12-02, 08:30–09:00 (UTC), Talk Track I
We like talking about production – one famous, but probably wrong statement about it is “87% of data science projects never make it to production”.
While giving a talk to a group of up-and-coming data scientists, a question that surprised me came up:
When you say “production”, what exactly do you mean?
Buzzwords are great, but all the cool kids know what production is, right? Wrong.
In this talk, we’ll define what production actually means. I’ll present a first-principles, step-by-step approach to thinking about deploying a model to production. We’ll talk about challenges you might face in each step, and provide further reading if you want to dive deeper into each one.
This talk will cover the following topics:
- Defining ML in production from first principles
- What types of production that aren’t deployment exist
- The difference between model deployment and pipeline deployment
- Explaining the case we’ll focus on - Deploying a single model to production, which receives data, makes a prediction and returns that prediction to an accessible location.

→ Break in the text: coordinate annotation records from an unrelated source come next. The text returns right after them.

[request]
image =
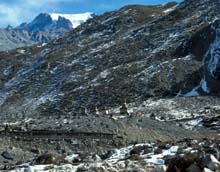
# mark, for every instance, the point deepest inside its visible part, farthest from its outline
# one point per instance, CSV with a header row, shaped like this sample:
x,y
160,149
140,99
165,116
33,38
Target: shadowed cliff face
x,y
127,55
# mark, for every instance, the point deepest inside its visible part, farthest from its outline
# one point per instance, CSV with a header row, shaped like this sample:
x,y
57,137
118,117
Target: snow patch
x,y
76,19
204,86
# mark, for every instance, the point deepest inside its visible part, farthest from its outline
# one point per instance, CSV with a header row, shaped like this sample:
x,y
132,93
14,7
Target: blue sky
x,y
14,12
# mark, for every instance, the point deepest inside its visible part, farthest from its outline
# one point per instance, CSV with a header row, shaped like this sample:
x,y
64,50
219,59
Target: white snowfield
x,y
76,19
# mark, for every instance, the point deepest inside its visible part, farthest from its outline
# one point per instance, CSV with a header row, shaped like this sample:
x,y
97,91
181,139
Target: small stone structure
x,y
124,109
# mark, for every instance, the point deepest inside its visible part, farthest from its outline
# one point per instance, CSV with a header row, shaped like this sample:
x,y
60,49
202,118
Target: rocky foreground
x,y
143,74
186,155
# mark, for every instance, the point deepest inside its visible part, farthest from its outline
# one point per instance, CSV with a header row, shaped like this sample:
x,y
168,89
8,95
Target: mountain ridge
x,y
41,30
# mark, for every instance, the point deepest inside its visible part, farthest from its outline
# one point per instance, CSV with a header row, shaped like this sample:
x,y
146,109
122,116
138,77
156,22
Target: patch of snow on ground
x,y
193,92
204,86
215,57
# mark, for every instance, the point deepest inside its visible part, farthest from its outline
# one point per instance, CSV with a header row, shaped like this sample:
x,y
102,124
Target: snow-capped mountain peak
x,y
76,19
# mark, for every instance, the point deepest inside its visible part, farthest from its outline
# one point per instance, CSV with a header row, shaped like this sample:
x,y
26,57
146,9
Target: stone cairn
x,y
124,110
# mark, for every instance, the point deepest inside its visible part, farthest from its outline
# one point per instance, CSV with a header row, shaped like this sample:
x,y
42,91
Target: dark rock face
x,y
44,22
122,56
41,30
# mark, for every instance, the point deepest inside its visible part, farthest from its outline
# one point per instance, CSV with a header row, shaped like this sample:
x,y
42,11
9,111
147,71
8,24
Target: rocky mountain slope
x,y
44,28
127,55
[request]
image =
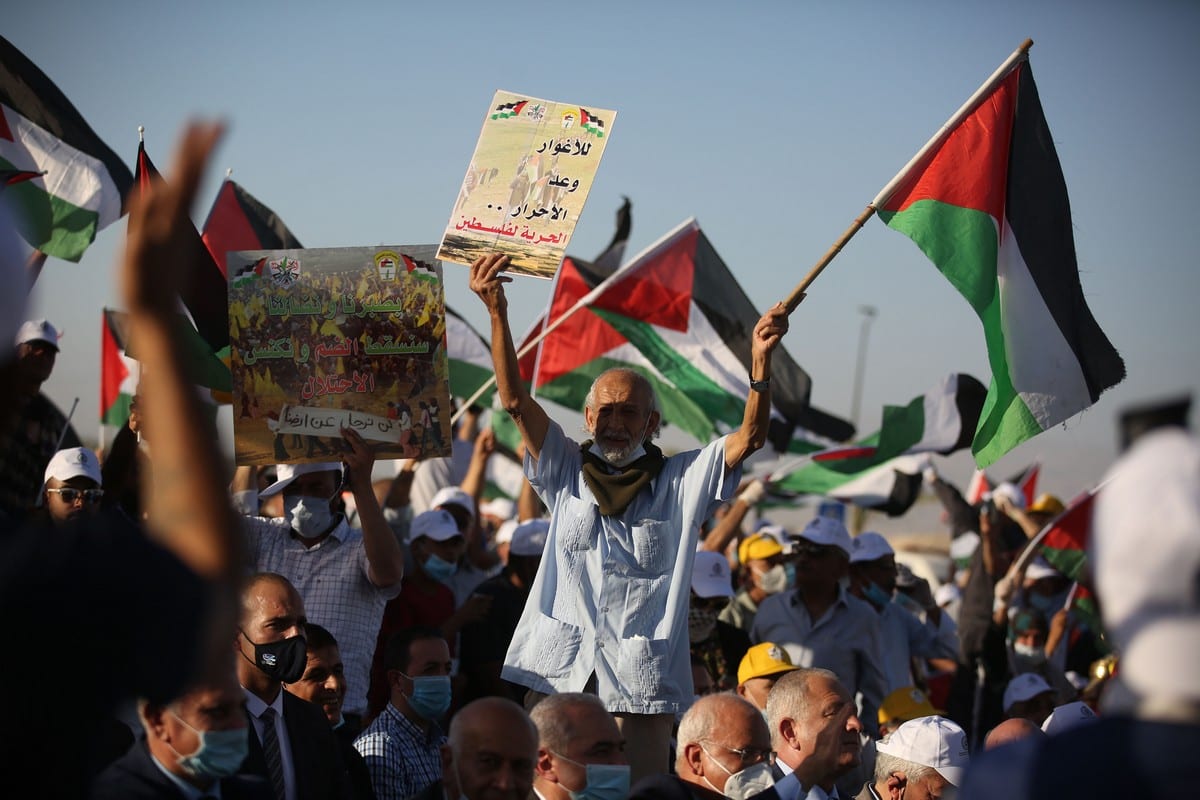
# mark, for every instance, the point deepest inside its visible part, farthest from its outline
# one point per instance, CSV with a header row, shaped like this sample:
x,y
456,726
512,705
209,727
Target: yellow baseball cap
x,y
765,660
905,704
759,546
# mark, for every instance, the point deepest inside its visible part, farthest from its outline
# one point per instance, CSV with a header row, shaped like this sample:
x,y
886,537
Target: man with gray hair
x,y
918,759
723,750
815,732
581,752
610,601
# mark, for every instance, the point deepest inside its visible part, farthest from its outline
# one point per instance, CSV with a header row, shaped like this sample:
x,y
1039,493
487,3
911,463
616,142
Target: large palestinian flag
x,y
84,185
990,209
883,470
239,221
678,316
471,360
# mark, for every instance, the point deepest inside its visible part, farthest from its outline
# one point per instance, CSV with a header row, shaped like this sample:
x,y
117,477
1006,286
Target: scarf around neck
x,y
615,488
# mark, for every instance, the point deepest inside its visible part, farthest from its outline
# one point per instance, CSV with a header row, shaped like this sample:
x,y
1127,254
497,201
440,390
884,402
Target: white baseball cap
x,y
451,495
37,330
869,546
931,741
287,473
1068,716
1025,687
72,462
529,537
1145,552
711,575
436,524
827,530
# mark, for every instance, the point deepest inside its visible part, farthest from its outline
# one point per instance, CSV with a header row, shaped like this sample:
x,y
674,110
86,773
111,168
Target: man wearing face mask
x,y
763,575
718,644
345,575
723,751
610,602
425,600
873,577
292,744
581,753
402,746
193,746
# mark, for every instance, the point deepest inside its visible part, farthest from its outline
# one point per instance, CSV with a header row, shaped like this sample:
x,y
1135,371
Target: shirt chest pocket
x,y
654,545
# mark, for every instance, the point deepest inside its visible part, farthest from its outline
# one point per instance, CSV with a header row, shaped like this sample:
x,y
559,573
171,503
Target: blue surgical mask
x,y
309,516
431,696
220,755
438,567
603,781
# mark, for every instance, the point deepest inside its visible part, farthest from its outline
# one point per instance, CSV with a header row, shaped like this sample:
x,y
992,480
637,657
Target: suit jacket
x,y
135,776
316,757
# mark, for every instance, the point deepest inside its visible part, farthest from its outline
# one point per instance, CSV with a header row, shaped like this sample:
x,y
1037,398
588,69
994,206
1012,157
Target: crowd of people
x,y
625,627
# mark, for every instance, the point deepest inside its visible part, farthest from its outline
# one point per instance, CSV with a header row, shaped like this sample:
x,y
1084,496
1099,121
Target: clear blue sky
x,y
772,122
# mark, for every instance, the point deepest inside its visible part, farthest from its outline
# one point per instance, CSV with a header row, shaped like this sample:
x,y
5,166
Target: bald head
x,y
1011,731
493,746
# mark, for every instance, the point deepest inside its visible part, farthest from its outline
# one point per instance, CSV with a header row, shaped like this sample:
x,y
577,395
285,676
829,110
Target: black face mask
x,y
283,660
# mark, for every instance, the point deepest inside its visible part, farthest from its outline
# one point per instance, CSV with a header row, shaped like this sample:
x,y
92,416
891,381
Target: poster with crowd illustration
x,y
525,188
337,337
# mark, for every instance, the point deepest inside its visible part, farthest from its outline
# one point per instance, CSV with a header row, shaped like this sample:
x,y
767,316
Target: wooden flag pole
x,y
886,193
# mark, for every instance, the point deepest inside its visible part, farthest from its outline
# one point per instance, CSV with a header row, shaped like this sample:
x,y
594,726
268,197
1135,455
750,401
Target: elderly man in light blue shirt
x,y
610,603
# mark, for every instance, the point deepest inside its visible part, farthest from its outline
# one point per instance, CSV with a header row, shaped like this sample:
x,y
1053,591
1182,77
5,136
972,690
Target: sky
x,y
773,124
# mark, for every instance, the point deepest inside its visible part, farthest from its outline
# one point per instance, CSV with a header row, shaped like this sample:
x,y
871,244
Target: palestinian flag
x,y
678,316
84,182
883,470
471,359
203,288
118,372
239,221
1065,546
989,206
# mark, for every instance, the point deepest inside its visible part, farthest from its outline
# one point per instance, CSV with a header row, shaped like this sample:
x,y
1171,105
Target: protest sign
x,y
340,337
525,188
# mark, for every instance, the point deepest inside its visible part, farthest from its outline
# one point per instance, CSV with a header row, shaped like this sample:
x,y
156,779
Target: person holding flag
x,y
611,601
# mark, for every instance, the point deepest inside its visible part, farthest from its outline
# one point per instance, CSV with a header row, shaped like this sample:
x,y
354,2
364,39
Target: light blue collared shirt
x,y
611,595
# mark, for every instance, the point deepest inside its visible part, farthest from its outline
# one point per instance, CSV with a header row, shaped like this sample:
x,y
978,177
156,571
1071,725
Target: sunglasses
x,y
70,495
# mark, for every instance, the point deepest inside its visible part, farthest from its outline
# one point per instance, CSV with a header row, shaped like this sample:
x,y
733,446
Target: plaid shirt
x,y
402,758
331,578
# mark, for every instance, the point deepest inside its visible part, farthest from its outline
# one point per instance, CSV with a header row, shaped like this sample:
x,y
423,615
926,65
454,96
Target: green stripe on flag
x,y
49,223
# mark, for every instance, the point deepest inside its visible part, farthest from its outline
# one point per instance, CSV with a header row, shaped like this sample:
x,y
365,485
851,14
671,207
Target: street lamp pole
x,y
869,314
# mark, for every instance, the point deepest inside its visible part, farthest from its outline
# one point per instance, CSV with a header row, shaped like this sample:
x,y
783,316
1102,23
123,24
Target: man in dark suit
x,y
292,743
192,744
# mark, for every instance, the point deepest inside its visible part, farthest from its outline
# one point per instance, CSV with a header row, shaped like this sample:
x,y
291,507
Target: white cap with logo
x,y
931,741
73,462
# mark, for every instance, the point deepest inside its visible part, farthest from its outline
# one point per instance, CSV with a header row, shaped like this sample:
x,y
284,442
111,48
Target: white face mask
x,y
744,783
309,516
773,581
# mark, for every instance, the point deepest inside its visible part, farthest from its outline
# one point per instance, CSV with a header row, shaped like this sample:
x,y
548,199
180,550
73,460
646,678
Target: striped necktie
x,y
271,751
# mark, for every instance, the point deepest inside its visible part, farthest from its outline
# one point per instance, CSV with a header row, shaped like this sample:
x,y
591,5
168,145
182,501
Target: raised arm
x,y
187,507
531,417
385,560
753,434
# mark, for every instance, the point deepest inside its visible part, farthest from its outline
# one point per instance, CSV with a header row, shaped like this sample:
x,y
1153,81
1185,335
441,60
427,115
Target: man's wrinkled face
x,y
323,681
621,417
71,499
828,734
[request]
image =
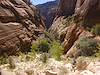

- “Easy” deployment solutions (Streamlit, Gradio) and their limitations
- Breakdown of stages:
1. Creating code that takes a trained model, receives data, predicts and returns the prediction
2. Wrap that in an API, which can receive the data via some request (HTTP), and returns the prediction in some standard format (JSON)
1. Caveats for authentication
3. Put that API in an environment that enables is to be portable and run across hardware types (e.g. Docker)
4. Provide infrastructure, via the cloud, and run the container to listen for requests
1. Caveats for GPUs
- Further reading
Previous knowledge expected
Always learning and a builder at heart. Dean has worked on quantum optics and communication, computer vision, software development, and design – taking a multi-disciplinary approach and applying it to build products for data scientists and machine learning engineers.
Dean is currently the CEO & Co-Founder of DagsHub, a platform for data scientists and machine learning engineers, combining popular open-source tools and formats, to version their data, models, experiments, and code.
Dean is also the host of the MLOps Podcast, where he speaks with industry experts about getting ML models to production.